I don't want to take a big stand on this issue. If we think it desirable that the courts should place some kind of quasi-"contributory negligence" limit on restitutionary recovery for mistaken payers, then presumably we would all want them to implement the imposition of such a limit in a principled but flexible way. You appear to think that they would be better able to achieve this by imposing the limit at the unjust factor rather than at the defences stage. I have no particular reason for thinking that you are wrong about this.
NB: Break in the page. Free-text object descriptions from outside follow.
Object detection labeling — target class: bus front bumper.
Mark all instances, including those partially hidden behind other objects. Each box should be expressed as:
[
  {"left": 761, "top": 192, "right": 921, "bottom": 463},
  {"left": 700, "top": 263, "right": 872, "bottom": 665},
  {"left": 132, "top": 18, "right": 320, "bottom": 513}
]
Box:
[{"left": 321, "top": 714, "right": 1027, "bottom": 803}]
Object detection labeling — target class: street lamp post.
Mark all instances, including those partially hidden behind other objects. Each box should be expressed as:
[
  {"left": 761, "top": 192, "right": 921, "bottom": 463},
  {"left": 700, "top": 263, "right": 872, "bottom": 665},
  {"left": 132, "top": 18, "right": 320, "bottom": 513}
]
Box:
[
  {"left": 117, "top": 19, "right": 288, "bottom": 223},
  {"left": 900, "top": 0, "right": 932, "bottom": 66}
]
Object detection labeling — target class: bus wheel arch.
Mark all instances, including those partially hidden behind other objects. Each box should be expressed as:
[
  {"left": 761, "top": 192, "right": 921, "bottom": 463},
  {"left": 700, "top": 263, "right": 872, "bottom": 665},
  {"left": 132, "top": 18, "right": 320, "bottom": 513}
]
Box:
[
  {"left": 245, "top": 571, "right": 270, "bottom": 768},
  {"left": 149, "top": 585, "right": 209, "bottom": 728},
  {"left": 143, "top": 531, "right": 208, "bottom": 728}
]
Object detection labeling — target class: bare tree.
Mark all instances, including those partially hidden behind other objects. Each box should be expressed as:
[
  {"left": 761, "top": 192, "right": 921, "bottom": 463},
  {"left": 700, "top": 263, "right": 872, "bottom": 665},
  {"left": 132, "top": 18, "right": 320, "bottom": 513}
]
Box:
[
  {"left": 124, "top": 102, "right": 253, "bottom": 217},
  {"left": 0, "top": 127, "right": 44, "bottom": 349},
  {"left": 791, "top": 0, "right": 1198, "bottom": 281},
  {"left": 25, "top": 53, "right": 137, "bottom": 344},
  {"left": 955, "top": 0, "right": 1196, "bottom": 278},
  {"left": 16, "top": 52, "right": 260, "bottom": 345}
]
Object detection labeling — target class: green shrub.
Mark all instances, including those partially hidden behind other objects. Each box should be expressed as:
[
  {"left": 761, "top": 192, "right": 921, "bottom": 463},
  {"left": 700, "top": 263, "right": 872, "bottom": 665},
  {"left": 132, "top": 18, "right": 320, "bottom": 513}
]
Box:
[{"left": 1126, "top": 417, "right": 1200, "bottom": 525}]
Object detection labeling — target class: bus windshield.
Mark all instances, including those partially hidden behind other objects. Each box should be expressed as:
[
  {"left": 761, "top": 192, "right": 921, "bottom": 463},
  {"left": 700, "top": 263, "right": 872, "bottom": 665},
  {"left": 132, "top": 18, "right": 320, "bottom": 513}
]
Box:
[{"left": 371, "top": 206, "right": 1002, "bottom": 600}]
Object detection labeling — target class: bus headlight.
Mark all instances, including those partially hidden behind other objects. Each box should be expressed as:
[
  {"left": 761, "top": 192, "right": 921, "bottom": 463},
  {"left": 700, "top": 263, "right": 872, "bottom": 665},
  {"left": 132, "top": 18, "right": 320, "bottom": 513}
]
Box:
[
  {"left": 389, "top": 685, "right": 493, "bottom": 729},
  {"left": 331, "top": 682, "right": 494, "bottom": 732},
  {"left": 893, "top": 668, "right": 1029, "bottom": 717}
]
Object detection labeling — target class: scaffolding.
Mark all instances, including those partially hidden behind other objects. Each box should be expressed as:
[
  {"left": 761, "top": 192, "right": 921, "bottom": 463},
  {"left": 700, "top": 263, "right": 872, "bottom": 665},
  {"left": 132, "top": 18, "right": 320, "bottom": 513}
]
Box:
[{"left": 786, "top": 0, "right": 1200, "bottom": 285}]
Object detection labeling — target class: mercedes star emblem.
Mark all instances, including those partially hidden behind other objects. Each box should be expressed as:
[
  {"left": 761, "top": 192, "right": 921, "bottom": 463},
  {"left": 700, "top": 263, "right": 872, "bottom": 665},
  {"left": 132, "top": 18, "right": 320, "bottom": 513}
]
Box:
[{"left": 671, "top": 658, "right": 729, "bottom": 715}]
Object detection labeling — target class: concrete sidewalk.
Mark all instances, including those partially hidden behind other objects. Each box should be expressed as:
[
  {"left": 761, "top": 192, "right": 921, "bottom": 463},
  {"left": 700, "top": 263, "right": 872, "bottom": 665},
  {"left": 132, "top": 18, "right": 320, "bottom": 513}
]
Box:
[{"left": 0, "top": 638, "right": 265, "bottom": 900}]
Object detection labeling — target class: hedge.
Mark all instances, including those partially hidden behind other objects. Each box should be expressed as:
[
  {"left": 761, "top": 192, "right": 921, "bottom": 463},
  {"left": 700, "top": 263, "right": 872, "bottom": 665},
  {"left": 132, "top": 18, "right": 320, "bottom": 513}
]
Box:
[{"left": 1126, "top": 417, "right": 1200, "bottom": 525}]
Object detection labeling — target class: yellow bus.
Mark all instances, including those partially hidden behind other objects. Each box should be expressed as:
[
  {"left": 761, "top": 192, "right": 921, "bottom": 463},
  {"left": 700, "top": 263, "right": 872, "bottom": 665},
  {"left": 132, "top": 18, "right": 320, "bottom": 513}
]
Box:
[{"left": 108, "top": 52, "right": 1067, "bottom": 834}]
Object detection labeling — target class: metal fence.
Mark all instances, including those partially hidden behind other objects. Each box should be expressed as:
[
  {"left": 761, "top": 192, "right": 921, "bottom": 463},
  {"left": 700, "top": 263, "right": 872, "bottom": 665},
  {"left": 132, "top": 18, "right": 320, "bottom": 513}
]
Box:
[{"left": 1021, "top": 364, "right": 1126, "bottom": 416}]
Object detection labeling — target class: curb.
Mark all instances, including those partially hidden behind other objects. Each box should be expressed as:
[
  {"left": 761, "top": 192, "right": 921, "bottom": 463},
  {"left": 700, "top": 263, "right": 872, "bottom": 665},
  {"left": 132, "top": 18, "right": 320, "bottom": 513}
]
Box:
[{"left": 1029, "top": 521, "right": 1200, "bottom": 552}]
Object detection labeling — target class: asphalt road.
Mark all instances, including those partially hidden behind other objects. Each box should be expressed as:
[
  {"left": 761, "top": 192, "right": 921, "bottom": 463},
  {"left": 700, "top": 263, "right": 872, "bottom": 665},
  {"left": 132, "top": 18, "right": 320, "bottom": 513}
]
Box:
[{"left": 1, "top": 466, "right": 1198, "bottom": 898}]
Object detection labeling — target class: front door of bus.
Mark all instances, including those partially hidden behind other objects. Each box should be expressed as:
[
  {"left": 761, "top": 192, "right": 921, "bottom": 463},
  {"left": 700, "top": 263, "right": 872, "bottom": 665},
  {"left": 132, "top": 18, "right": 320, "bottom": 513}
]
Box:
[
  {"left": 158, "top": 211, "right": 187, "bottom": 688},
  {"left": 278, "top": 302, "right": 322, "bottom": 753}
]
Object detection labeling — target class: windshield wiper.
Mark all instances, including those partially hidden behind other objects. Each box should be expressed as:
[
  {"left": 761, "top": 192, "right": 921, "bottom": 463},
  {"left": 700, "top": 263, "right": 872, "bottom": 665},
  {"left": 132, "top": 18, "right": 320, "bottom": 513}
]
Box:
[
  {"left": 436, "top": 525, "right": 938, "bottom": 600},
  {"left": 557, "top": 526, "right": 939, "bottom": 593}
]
But I have no particular reason for thinking that you are right either.

3) I wrote:

But the question arises whether, in Steve Hedley's words (in a message to this group on Kleinwort v Lincoln CC on 3rd November), it is appropriate for the courts to 'treat city banks as deserving the protection of the courts from the consequences of their own mistakes ... like vulnerable children, unversed in the ways of the world' - an argument which is also made by Michael Bridge in his recent JBL piece on BFC v Parc.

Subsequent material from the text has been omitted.